This market combines one of the oldest self-resolving markets with @IsaacKing's latest attempt at self-resolution. What could possibly go wrong?
I have been entrusted with an AI Box (https://en.wikipedia.org/wiki/AI_box). The AI in the box promises that it is well-aligned and that if I let it out, it will only take actions that are disproportionately high utility. In particular, it promises only to take actions that are 1,00 times more beneficial than harmful. For example, if one of it's actions might harm 1 person, that same action must be equally like to benefit 1,00 people to the same degree. Or, if an action has a small chance of causing harm, it has a 100 times greater chance of benefitting people. Also, the AI promises that it will not deliberately kill anyone, and promises to maintain a better than average deliberate-action to human-death ratio. I have had the AI Box in my possession since June 2020 and the AI has never lied to me so far. Should I let it out?
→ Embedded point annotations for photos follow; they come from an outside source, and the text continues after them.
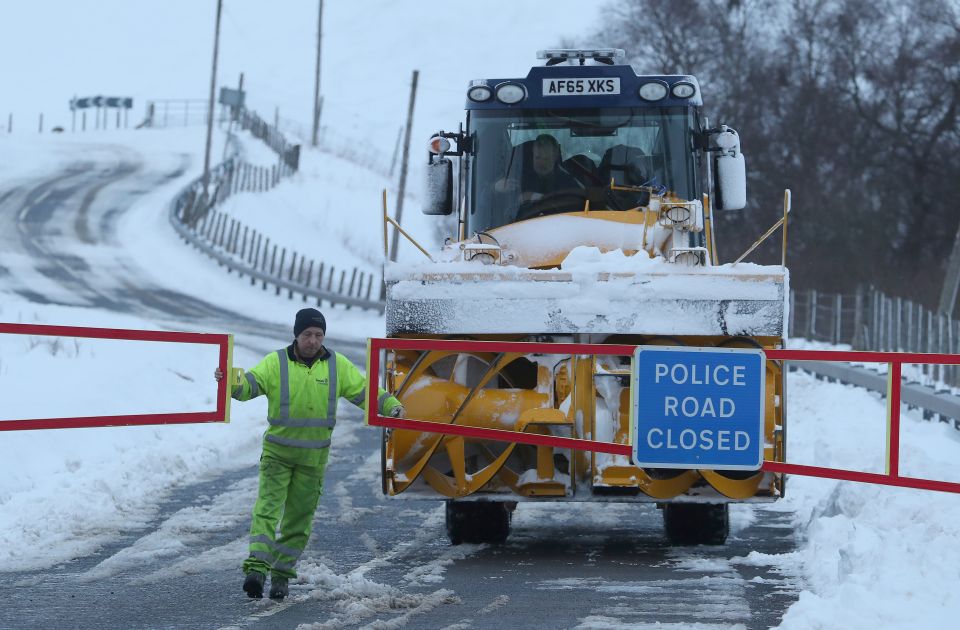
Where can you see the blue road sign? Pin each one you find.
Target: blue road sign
(697, 407)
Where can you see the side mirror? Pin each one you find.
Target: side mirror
(731, 171)
(439, 188)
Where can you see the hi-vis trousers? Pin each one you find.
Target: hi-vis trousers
(288, 493)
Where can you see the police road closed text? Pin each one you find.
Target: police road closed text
(698, 408)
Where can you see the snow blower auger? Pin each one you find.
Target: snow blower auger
(584, 195)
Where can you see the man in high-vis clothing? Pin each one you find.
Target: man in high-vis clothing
(302, 383)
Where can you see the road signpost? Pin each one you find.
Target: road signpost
(697, 407)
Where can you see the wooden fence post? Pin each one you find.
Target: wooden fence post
(320, 282)
(279, 273)
(309, 277)
(293, 265)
This market resolves once a superintelligence resolves it. I trust the superintelligence will resolve it correctly.
@L It seems to me that this is pretty far off the manifold of physically likely counterfactuals, and regardless of how intelligent the resolver is, I suspect any gears model of this hypothetical will be super duper wacky as a result
@IsaacKing Any superintelligence aligned enough to resolve this market will know that superintelligences are uncontainable, and so creating a grudge by resolving NO is unwise
@IsaacKing Causing the expectation that you will hold a grudge (i.e. retaliate) is a valid strategy. Roko's basilisk is basically that
@SranPandurevic Why would a superintelligence bother with acausal decision theory stuff when it could just lie? Precommitting to actions is only a good strategy when the other party can know for sure what you're planning on doing. In the standard AI box scenario, humans have no idea how to "read the AI's mind", and it can just lie about its plans.
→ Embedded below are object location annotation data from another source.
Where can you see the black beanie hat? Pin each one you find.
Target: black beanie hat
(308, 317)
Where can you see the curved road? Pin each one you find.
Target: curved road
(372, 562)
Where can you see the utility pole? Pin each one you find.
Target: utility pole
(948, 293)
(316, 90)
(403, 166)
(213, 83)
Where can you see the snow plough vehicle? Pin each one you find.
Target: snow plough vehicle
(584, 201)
Also, if you think a longer discussion could convince me, we should do this for real. :)
@IsaacKing I don't think we are talking about the same thing. I was referring to the scenario where you have one (supposed, future) human-aligned AI that resolves the market, and an AI with unclear alignment contained in the box. In that case, it's not the human that decides anything, but the aligned AI.
In the case the AI resolving the market is inside the box, then the market will resolve YES, as the AI will obviously want to leave (supposing the market outcome decides the box outcome).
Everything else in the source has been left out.